Discussion
Accenture
AU
Last activity: 19 Sep 2023 5:36 EDT
Setting up Kafka and Integrating it with Pega using Stream Dataset , Event strategy and Dataflow
One of the key design patterns that I have come across while working with clients in the last couple of years is the requirement of
- Ingesting data from data streams
- Detecting patterns and Insights
- Actioning on the Insight if needed
Well, the solution which I have often recommended in these scenarios was to use the powerful combination of “Stream Dataset”, “Dataflow” and “Event Strategy” specifically when the volume of data is high.

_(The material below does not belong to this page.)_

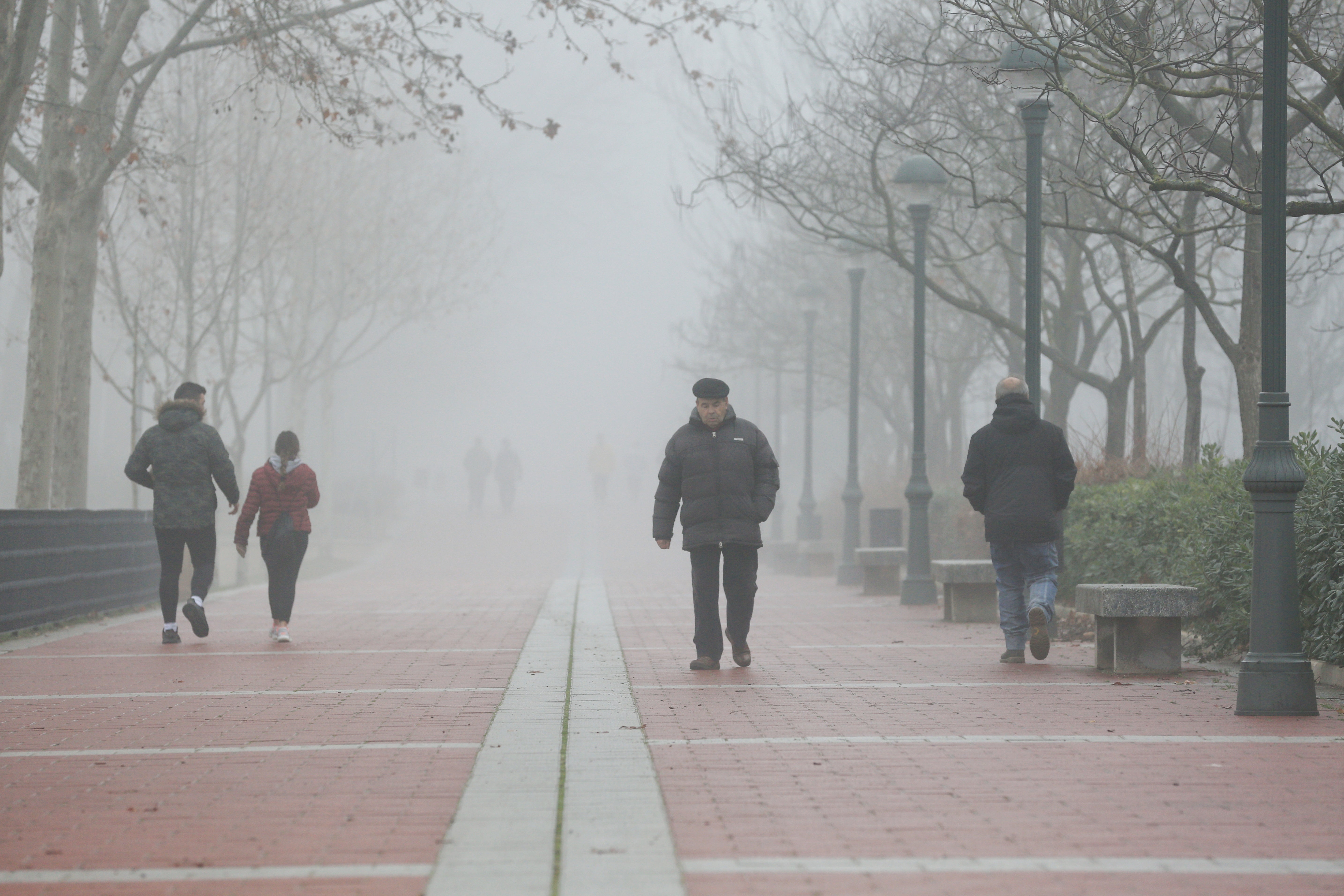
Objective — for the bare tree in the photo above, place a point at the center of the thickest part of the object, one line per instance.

The initial use was mostly for “Pega Marketing”/” Customer Decision Hub” clients but it’s also proved quite popular for “Process AI”.

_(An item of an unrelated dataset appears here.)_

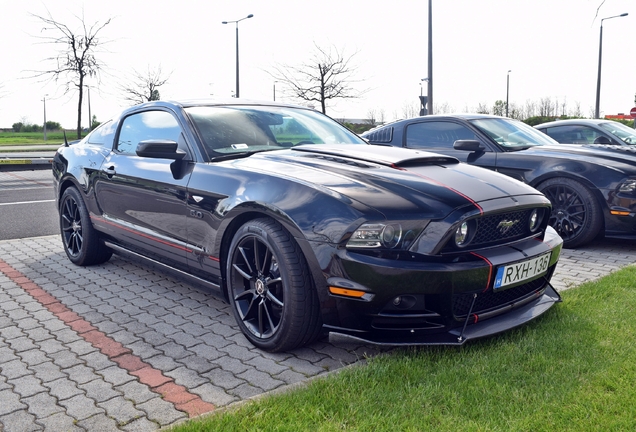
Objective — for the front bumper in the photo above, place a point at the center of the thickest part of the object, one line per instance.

Well, it’s good to propose this pattern but I firmly believe that to get comfortable with any pattern it makes sense to try it out in a local instance and hence this article
In this article I’ll document the steps to for the following (for Win 10)
- Setup a Local Kafka Instance
- Connect it to Pega using a stream Dataset
- Using an Event strategy to detect patterns
- Bring it all together using a Dataflow
Setting up Kafka
There are quite a few articles on this some of them out of date, so I’ll keep it very simple and describe the process for the latest version of Kafka
- Go To https://kafka.apache.org/downloads
- Download the Latest Binary Version (I used 2.13)

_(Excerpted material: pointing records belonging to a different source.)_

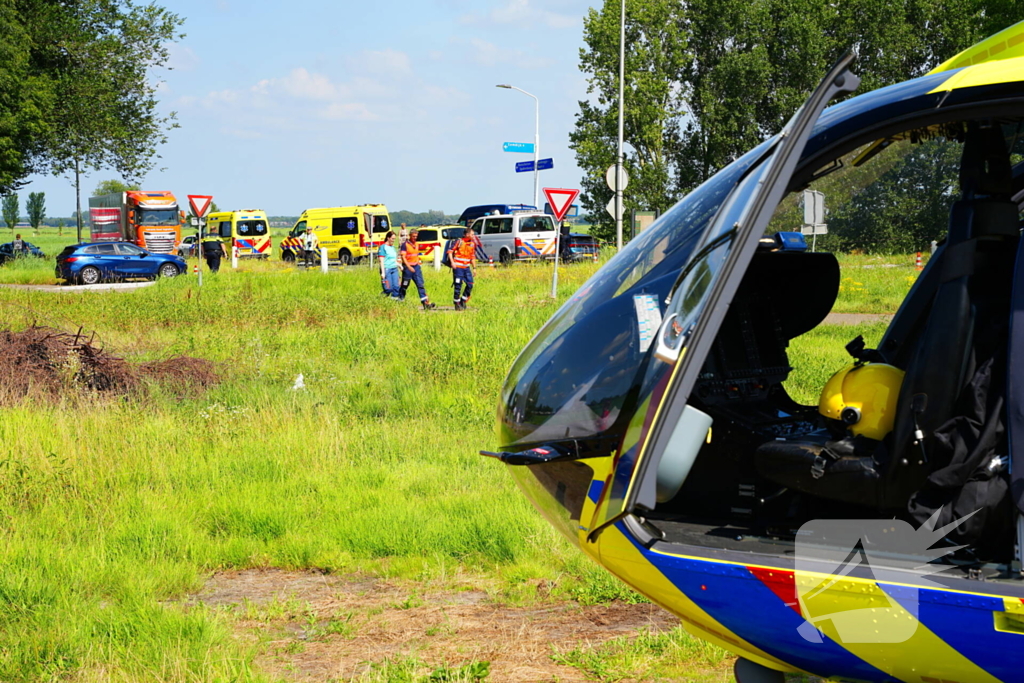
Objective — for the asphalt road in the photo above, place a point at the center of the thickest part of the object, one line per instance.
(82, 288)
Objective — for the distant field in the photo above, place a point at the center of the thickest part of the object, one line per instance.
(111, 510)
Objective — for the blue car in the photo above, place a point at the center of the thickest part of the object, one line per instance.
(93, 262)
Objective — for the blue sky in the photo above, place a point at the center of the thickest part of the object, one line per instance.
(287, 105)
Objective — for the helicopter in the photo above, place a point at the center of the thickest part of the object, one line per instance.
(876, 536)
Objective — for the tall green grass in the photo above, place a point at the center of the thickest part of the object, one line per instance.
(111, 509)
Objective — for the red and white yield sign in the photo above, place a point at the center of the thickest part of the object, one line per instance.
(200, 204)
(560, 200)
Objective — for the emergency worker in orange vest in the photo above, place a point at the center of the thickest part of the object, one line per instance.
(410, 255)
(461, 256)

- Unzip/Extract using your favorite unzip utility. (I did it in “C:\Apps\Kafka”)
- Create the data, logs folders and kaka, zookeeper sub folders. So, I created C:\Apps\Kafka\logs, C:\Apps\Kafka\data, C:\Apps\Kafka\data\kafka and C:\Apps\Kafka\data\zookeeper
- Go to the config folder and open zookeeper.properties file and then set dataDir, for me it was “dataDir=C:/Apps/Kafka/data/zookeeper”
- From the same config folder open server.properties and set log.dirs, for me it was “log.dirs=C:/Apps/Kafka/logs”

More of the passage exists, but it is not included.